COVID-19 vaccines are trickling into Monroe County, as Publix pharmacies in Islamorada and Key West prepare to administer another round to residents this week.
A total of 600 doses were allocated to the Keys this week and next week as the state dishes out doses to healthcare personnel and those over 65 years old. Five hundred will be split between Publix stores in Key West and Islamorada. The remaining doses are headed to the Florida Health Department in Monroe County.
Bob Eadie, Monroe County’s top health officer, said doses are divided based on the number of people over 65 in the county. Around 23,000 residents in the Keys are over 65, and that equates to about 17% of the population.
Eligible individuals seeking a vaccination through Publix must sign up online beginning Wednesday, Jan. 27 at 6 a.m. Appointments run from Thursday, Jan. 28 to Sunday, Jan. 31. Online reservations will go back online on Friday, Jan. 29, at 6 a.m. for appointments from Monday, Feb. 1 to Wednesday, Feb. 3. Publix officials say appointments can’t be made by calling Publix of the pharmacy.
Only Florida residents will be able to get the vaccine at this time, per an order signed recently by the state Surgeon General Scott Rivkees.
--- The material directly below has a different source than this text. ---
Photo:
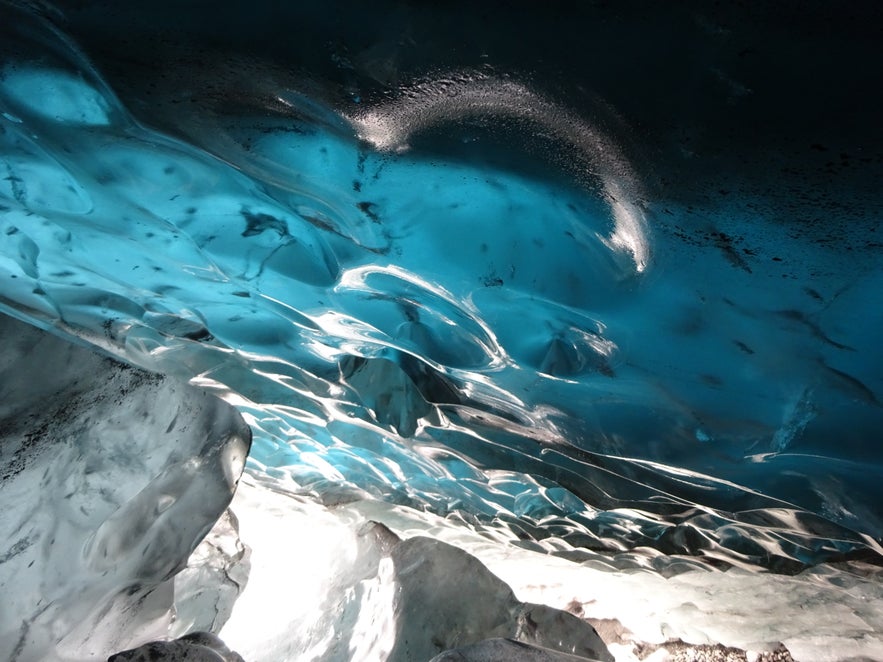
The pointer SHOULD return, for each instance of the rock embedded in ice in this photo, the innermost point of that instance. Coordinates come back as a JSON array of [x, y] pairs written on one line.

Individuals must show proof of residency through a driver’s license or identification. Those possessing neither must present two forms proving residency through a utility bill, deed or mail from a financial institution, to name a few.
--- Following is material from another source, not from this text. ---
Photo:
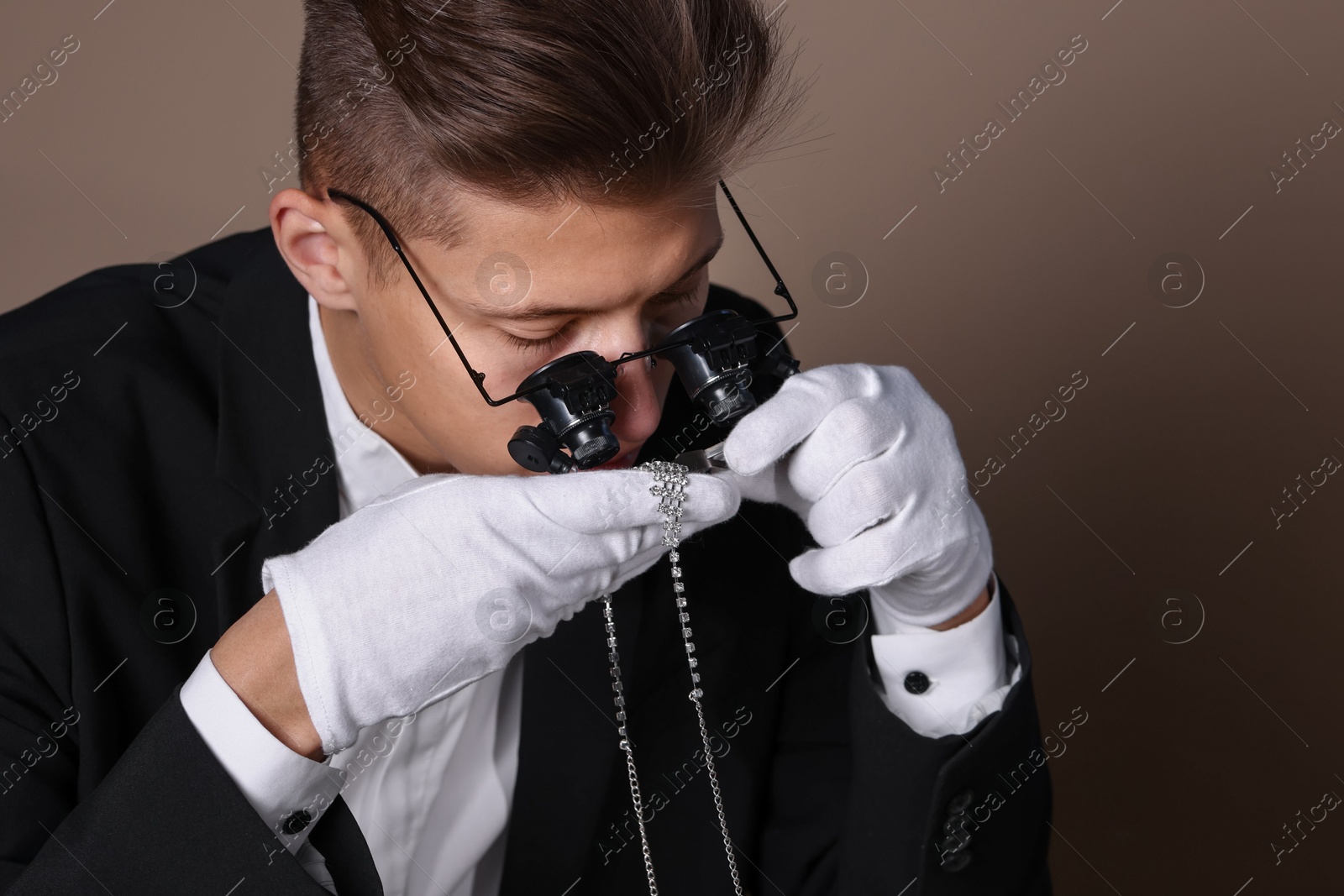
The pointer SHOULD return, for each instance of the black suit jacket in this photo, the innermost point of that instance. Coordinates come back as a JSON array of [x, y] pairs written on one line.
[[141, 446]]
While supplies are limited, Eadie said they’ve received enough doses for people needing their second vaccination.
“The good thing so far, the second dose doesn’t appear to have any fluctuation at all. Someone who’s received the initial dose will get the second dose on time,” Eadie said. “We’re in the process of notifying those people who got their first shot as to when their appointment is.”
Eadie said the health department is ready to move quickly when enough supplies come into the county that allow for mass vaccinations. But that remains to be seen.
“I’m frustrated as much as people who want the vaccine,” Eadie said.
Both ends of the county are receiving vaccines, leaving the middle islands including Marathon without a location to get vaccinated. Eadie said he’ll be pushing to distribute whatever they can to Marathon.
“I haven’t determined how we can do it since we have to vaccinate first-line medical people and finish vaccinating EMTs,” he said. “If I can, I will allocate more vaccines to Marathon.”
With limited supplies also comes a delay in the state’s online reservation where people can go to sign up for an appointment. According to the Florida Health Department, a website with registration links and telephones numbers isn’t expected to be available until Feb. 12. It’s due to an unanticipated lag in the arrival of additional COVID-19 vaccines.
“When the online state scheduling system becomes available, it will allow those to register for an appointment for the vaccine using their smartphone, computer, or tablet, and – for those who do not have internet access— an 800-number will be shared,” the Florida Health Department says.
So far, 1.4 million vaccines have been administered throughout the state. Of those, just over 1.2 million received the first dose. Close to 158,000 were administered the second dose.
Around 5,600 in Monroe County have been vaccinated, according to the latest data, with 5,300 obtaining their first and 300 receiving both doses.